Microsoft Fabric has OneLake Storage at the center of all services. Storage is based upon existing Azure Data Lake Storage and can be accessed with tools that you are familiar with. Many different file formats have been used over time. Understanding the pros and cons of each file type is important.
I will be exploring several different datasets during the talk: zip files, stock data, earthquake data, NASA website data, and Fisher Iris dataset.
Our exploration will start with the CSV format which is widely used. However, there are many other formats that you might encounter. Web services typically use a JSON document as the input and/or output to REST API calls. The Apache foundation projects came up with three different file formats: AVRO shines at data deserialization for RPC calls, ORC is suited for Hadoop processing, and PARQUET is optimized for Spark processing.
There are edge cases in which a file is in a special format. One can always use the TEXT format to parse out the data row by row.

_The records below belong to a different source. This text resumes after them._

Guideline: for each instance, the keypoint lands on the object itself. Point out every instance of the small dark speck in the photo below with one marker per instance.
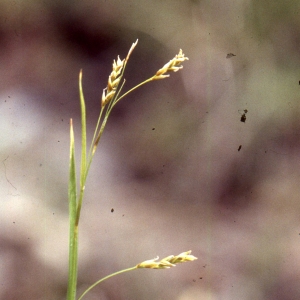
(229, 55)
(243, 118)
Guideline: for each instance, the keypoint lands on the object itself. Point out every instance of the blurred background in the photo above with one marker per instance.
(179, 168)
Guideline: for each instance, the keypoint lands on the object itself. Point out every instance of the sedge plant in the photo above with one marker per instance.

All of the above formats do not support the ACID properties of a database.
That is why Databricks developed the DELTA file format which was opened source in 2019. This format is the foundation of most files in OneLake.
The Fabric Lakehouse is an implementation of Apache Spark which can have both managed and unmanaged Tables. I suggest using managed tables since they are support by both the SQL Analytics endpoint and the semantic model.
At the end of this talk, the developer will have a full understanding of all the file formats than can be managed by Fabric.